SNP alignments in the PHYLIP format were fed to jModelTest.

#### Neighbor-joining Tree with MEGA ####

The neighbor-joining tree was constructed with MEGA with the following parameters:

* Test of phylogeny was set to bootstrap with 1000 pseudoreplicates.
* Substitution model/method was set to no. of differences.
* Substitutions to include were transitions and transversions.
* Rates among sites was set to Gamma distributed with a Gamma parameter of 0.59 (as per the output of jModelTest)

SNP alignments were fed to MEGA in the FASTA format.

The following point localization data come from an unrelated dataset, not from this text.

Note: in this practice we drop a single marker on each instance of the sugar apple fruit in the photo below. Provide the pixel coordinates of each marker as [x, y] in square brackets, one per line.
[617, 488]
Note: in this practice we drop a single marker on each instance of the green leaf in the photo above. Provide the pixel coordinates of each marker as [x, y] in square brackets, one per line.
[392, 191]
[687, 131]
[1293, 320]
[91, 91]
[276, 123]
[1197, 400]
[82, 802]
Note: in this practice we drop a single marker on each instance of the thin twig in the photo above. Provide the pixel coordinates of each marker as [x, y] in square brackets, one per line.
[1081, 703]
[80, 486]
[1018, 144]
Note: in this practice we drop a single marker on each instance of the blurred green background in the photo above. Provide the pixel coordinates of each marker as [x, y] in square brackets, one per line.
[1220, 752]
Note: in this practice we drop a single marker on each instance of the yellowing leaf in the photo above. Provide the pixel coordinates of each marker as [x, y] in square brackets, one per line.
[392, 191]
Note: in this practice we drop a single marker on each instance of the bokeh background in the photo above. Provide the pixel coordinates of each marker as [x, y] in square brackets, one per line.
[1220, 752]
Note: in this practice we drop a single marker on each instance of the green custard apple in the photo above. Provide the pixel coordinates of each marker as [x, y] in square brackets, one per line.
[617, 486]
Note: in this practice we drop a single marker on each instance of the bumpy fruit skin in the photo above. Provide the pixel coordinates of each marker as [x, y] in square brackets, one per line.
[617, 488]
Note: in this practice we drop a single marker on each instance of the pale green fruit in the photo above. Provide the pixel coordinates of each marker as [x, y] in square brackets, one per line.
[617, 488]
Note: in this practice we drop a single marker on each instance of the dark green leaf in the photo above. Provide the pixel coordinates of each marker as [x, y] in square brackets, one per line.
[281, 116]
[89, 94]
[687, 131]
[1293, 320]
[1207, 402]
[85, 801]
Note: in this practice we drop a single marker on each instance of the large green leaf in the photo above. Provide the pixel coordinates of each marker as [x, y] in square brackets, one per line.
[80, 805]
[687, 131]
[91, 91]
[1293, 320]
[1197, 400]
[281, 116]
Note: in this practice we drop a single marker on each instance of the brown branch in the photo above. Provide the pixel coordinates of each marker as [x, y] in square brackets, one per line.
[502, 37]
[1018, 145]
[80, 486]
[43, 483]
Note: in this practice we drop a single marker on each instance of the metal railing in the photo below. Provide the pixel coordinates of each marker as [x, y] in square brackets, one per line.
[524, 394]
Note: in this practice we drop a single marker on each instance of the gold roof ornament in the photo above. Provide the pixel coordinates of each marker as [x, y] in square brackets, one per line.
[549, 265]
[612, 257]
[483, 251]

#### Maximum-likelihood Tree with MEGA ####

The maximum-likelihood tree was constructed using MEGA with the following parameters:

* Test of phylogeny was set to bootstrap with 1000 pseudoreplicates.
* The model of substitution was set to General Time Reversible model.
* Rates among Sites was set to Gamma Distributed.
* No. of discrete gamma categories was set to 4 (as per the default number of categories in jModelTest)
* The ML heuristic used was Nearest-Neighbor-Interchange (NNI)
* The initial tree for ML was created automatically with default being neighbor-joining/Bio neighbor-joining
* Branch swap filter was set to none.
* Number of threads used was 12.

SNP alignments were fed to MEGA in the FASTA format.

#### Bayesian Inference with BEAST ####

The optimal tree distribution was found using Bayesian inference with the program BEAST with the following parameters:

##### Site Model #####
* The Gamma category count was set to 4.
* The Gamma shape parameter was set to 0.59.
* The proportion invariant (proportion of invariant sites) was set to 0.0.
* The substitution model was set to GTR, with each substitution parameter (AC, AG, etc) set to 1.0. (Default value)
* All substitution parameters, with the exception of CT, were estimated. (Default value)
* Frequencies for each were estimated. (Default value)

##### Clock Model #####
* A strict clock was used with a clock rate of 1.0.

##### Priors #####
* The tree prior was set to the Yule Model.
* Birth rate was set to uniform, with an initial value of 1.0 and constrained within the real numbers ([-inf, inf]).
* The GTR substitution parameters was set to a Gamma distribution.
* The GTR substitution parameters for each substitution type was initially set to 1.0 and constrained within the positive real numbers ([0,inf]).

##### MCMC #####
* The chain length was set to 10 000 000.
* The number of pre-burnin was set to 0.
* The number of initialization attempts was set to 10.
* Sample from prior was not initialized.

SNP alignments were given to BEAST in FASTA file format.

### 5 July 2016 ###

The Neighbor-Joining tree was visualized by passing the NEWICK file `run4mega-nj.nwk` to Dendroscope (the extension was changed to `newick` so that Dendroscope could accept it), where the labels of the internal nodes were interpreted as bootstrap values.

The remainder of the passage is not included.